Das Szenario geht von einer durchschnittlichen jährlichen Umsatzwachstumsrate ( CAGR ) von rund 13 % und einer Nettomarge von fast 7 % aus. Aufwärtspotenzial: Wenn sich die 765-kV-Übertragungsnetze und die Gaserzeugung wie vom Management erwartet entwickeln, hält das Wachstum länger an und die Margen steigen leicht an. Abwärtsrisiko: Das Kurs-Gewinn-Verhältnis preist einen Großteil davon bereits ein, sodass jeder Margenrückgang oder ein langsameres Auftragstempo die Bewertung schneller drücken könnte, als die Gewinne aufholen können.

Fazit

Beobachten Sie, ob sich die vertraglich vereinbarte Nachfrage in den Margen und nicht nur im Umsatz niederschlägt. Austin sagt, dass die größten Übertragungs- und Gasprojekte 2027 in Bau gehen, aber die operative Marge entscheidet darüber, ob PWR in sein Kurs-Gewinn-Verhältnis hineinwächst oder stagniert.
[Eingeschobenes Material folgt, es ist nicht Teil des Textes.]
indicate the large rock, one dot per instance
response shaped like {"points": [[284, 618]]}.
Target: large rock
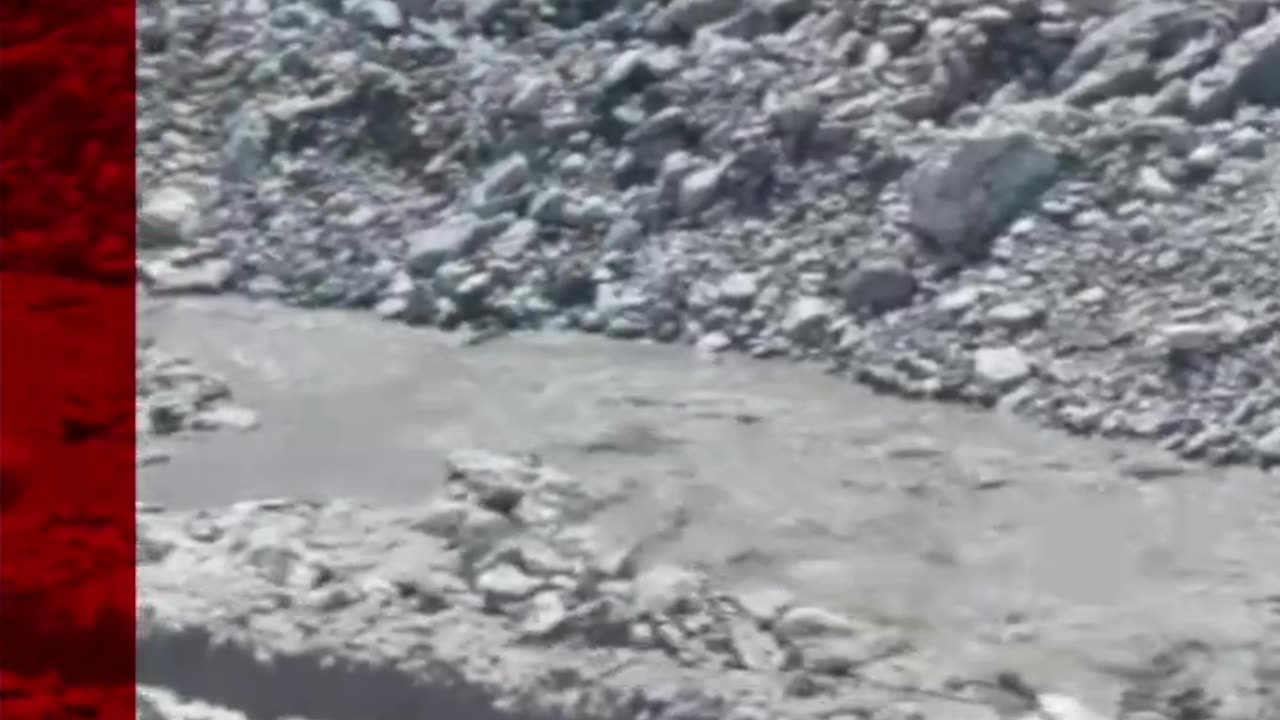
{"points": [[967, 194], [1247, 72], [432, 247]]}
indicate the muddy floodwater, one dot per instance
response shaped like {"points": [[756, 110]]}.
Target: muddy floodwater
{"points": [[992, 542]]}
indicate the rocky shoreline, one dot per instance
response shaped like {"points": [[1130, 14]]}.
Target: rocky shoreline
{"points": [[501, 598], [1064, 209]]}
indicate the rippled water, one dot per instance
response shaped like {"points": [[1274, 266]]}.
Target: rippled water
{"points": [[992, 541]]}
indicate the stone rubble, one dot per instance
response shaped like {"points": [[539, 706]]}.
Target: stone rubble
{"points": [[506, 584], [173, 395], [625, 167]]}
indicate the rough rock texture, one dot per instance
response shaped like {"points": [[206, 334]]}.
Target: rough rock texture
{"points": [[174, 396], [1079, 181], [503, 600]]}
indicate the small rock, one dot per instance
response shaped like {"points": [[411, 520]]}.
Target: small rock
{"points": [[698, 191], [764, 604], [225, 417], [169, 215], [547, 613], [432, 247], [497, 482], [807, 319], [807, 621], [840, 655], [740, 288], [1188, 337], [1001, 367], [664, 588], [375, 14], [1015, 314], [1269, 446], [503, 180], [206, 277], [963, 196], [754, 648], [506, 583]]}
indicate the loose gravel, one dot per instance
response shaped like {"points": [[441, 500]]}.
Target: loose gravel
{"points": [[1065, 209]]}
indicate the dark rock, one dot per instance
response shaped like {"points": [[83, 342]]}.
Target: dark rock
{"points": [[880, 286]]}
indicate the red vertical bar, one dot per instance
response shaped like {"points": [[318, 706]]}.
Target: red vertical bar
{"points": [[67, 326]]}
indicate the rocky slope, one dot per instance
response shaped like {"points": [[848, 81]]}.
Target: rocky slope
{"points": [[506, 598], [1064, 208]]}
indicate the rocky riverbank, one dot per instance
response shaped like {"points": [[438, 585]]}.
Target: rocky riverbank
{"points": [[504, 597], [1063, 208]]}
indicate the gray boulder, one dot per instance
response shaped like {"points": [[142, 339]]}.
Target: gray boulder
{"points": [[964, 195]]}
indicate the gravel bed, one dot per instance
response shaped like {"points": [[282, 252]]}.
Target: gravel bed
{"points": [[1065, 209]]}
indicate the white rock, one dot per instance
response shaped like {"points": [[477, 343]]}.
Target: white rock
{"points": [[1269, 446], [807, 621], [663, 587], [1001, 367], [1063, 707], [227, 417], [169, 215], [507, 582]]}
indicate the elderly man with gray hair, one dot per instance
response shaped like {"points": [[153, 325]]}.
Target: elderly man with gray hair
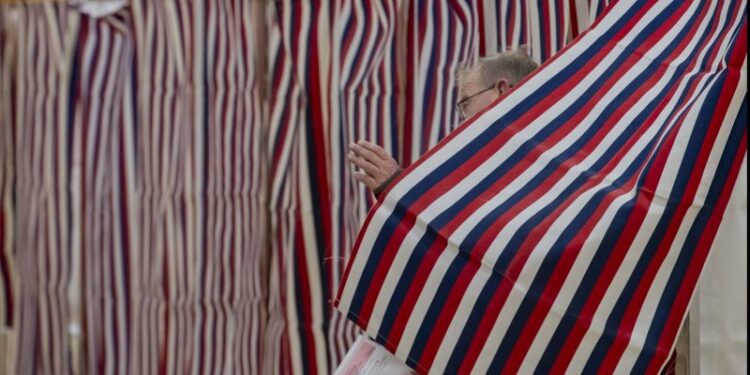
{"points": [[478, 86]]}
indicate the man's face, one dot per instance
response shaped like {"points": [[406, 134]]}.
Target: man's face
{"points": [[473, 96]]}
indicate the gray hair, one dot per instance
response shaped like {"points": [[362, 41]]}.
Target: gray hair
{"points": [[512, 66]]}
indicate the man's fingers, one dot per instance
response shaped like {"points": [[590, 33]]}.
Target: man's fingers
{"points": [[362, 163], [379, 151], [365, 153]]}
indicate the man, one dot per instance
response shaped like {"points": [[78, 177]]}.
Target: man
{"points": [[478, 86]]}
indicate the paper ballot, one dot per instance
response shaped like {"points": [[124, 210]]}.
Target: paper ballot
{"points": [[366, 357]]}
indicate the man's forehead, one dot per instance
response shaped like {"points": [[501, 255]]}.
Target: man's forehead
{"points": [[468, 86]]}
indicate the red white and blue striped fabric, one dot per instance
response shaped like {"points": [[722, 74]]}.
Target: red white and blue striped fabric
{"points": [[564, 228]]}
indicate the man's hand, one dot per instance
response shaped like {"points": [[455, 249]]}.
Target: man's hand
{"points": [[377, 164]]}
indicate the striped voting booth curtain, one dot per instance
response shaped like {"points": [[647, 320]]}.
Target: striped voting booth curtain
{"points": [[564, 227], [174, 191]]}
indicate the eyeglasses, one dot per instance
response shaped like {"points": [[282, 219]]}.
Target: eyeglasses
{"points": [[462, 104]]}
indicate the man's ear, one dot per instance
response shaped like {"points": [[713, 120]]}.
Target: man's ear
{"points": [[502, 86]]}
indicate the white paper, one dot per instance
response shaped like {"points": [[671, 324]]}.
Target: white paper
{"points": [[366, 357]]}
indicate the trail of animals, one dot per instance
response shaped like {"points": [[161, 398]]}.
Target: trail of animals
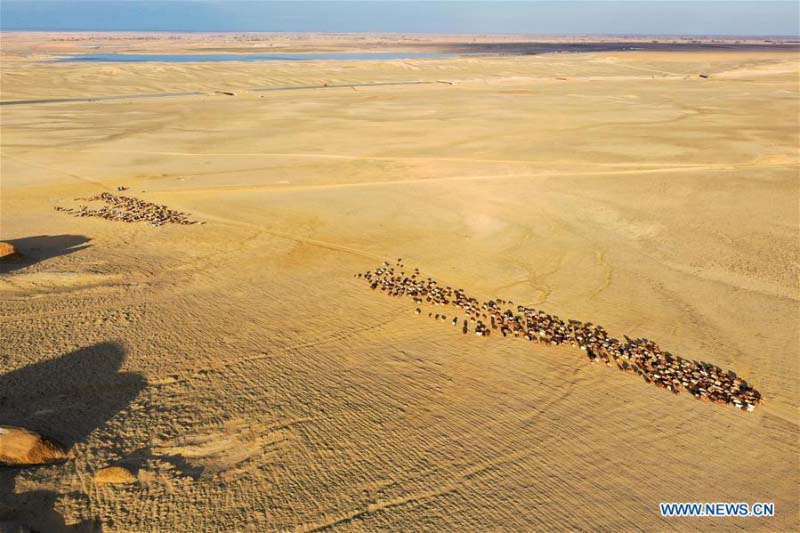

Der nächste Termin sind die Ergebnisse für das zweite Quartal 2026 am 30. Juli. „Gut“ wäre ein zweistelliges Umsatzwachstum bei einer operativen Marge, die wieder in Richtung des Ende 2025 verzeichneten Niveaus von 7 % steigt; „schlecht“ wäre eine starke Umsatzentwicklung bei stagnierenden oder sinkenden Margen, was die Pessimisten bestätigen würde. Beobachten Sie die Margenentwicklung, nicht die Schlagzeilen zum Auftragsbestand.